Given Hamilton quaternions $\mathbb{H} = \{a+bi+cj+dk\mid a,b,c,d \in\mathbb{R}\}$ with subgroup $Sp(1) = \{x\in\mathbb{H}\mid \|x\| = 1\}$.
Since we can identify $\mathbb{H}$ as $\mathbb{R}^4$,now define subspace topology on $Sp(1)$.
Prove given embedding $i:Sp(1)\to \mathbb{R}^4$, $Sp(1)$ is homeomorphic to $S^3$.
we know restriction of embedding is also continuous so we have continuous bijection:$i':Sp(1)\to i(Sp(1)) = S^3$
The problem here how to show its inverse is also continuous.It seems prove $Sp(1)$ is compact is sufficient.

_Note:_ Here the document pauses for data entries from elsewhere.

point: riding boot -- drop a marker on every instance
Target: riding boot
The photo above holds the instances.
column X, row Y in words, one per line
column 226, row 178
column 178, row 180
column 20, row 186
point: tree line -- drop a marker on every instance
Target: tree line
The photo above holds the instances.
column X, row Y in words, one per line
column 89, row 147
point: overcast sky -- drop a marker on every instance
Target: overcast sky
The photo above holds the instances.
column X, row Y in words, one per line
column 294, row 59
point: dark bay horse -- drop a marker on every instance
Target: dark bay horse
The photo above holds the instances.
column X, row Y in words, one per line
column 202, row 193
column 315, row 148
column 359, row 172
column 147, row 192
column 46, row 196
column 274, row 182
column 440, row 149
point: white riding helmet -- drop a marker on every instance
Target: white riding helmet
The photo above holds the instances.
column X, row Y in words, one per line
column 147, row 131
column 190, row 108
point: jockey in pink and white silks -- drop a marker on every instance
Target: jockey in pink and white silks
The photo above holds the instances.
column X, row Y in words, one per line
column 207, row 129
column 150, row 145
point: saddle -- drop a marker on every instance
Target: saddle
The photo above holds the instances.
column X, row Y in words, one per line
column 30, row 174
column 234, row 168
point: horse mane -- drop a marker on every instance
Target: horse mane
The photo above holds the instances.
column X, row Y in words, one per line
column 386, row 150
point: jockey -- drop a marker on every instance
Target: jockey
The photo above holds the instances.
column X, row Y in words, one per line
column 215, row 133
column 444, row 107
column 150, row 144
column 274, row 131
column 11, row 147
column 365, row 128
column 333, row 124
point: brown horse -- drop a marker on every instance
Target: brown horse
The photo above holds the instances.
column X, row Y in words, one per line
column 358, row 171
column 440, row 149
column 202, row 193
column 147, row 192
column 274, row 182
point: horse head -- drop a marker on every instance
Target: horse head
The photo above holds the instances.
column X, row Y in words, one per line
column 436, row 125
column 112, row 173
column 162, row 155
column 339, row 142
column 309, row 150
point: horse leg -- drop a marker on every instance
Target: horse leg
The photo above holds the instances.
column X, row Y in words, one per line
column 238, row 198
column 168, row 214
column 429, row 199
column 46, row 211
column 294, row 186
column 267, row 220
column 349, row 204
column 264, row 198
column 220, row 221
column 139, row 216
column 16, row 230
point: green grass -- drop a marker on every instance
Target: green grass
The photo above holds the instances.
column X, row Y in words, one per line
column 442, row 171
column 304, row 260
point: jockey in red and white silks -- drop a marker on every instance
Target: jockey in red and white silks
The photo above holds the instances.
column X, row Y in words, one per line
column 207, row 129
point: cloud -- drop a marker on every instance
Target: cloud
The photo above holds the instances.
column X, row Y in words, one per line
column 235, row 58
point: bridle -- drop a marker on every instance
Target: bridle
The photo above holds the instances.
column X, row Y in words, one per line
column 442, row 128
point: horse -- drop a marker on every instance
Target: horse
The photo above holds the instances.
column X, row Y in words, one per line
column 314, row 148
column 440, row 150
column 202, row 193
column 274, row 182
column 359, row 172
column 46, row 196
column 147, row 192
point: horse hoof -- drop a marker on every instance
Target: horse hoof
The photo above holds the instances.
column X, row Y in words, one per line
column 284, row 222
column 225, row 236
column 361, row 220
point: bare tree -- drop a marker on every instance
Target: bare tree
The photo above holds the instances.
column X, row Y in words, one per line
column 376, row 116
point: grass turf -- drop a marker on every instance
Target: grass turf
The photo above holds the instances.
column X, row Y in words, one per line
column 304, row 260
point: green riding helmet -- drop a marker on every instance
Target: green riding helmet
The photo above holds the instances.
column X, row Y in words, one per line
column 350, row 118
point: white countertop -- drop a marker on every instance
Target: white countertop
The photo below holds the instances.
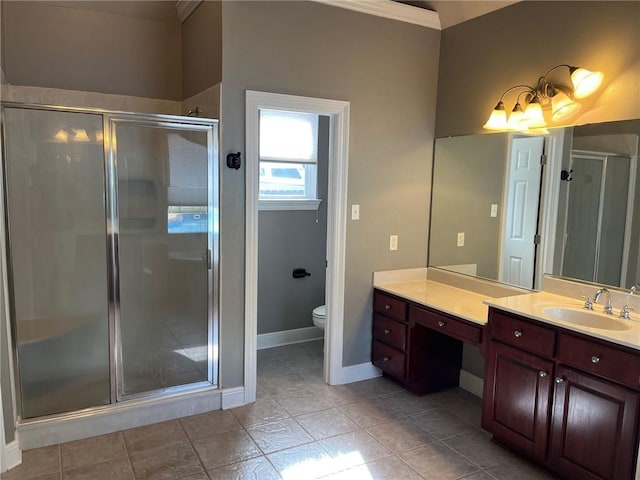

Is bounded since $Sp(1)$ has norm 1,and it's level set so it's closed,is my proof correct?
By the way,embedding $i':X\to i(X)$ is not homeomorphism in general,correct?
Best Answer
The same identification $I$ that maps $a + bi + cj + dk\in \Bbb H$ to $(a,b,c,d) \in \Bbb R^4$ (which is by definition a homeomorphism, as this is how you give $\Bbb H$ its topology, and which preserves norm too, so that $\textrm{Sp}(1)$ is mapped exactly to $\Bbb S^3 \subseteq \Bbb R^4$ and this means that the restriction of $I$ to $\textrm{Sp}(1)$ in the domain and $\Bbb S^3$ in the codomain, is a homeomorphism too. Nothing to with compactness: if $h: X \to Y$ is a homeomorphism between spaces, then for all $A \subseteq X$, $h\restriction_A: A \to h[A]$ is also a homeomorphism.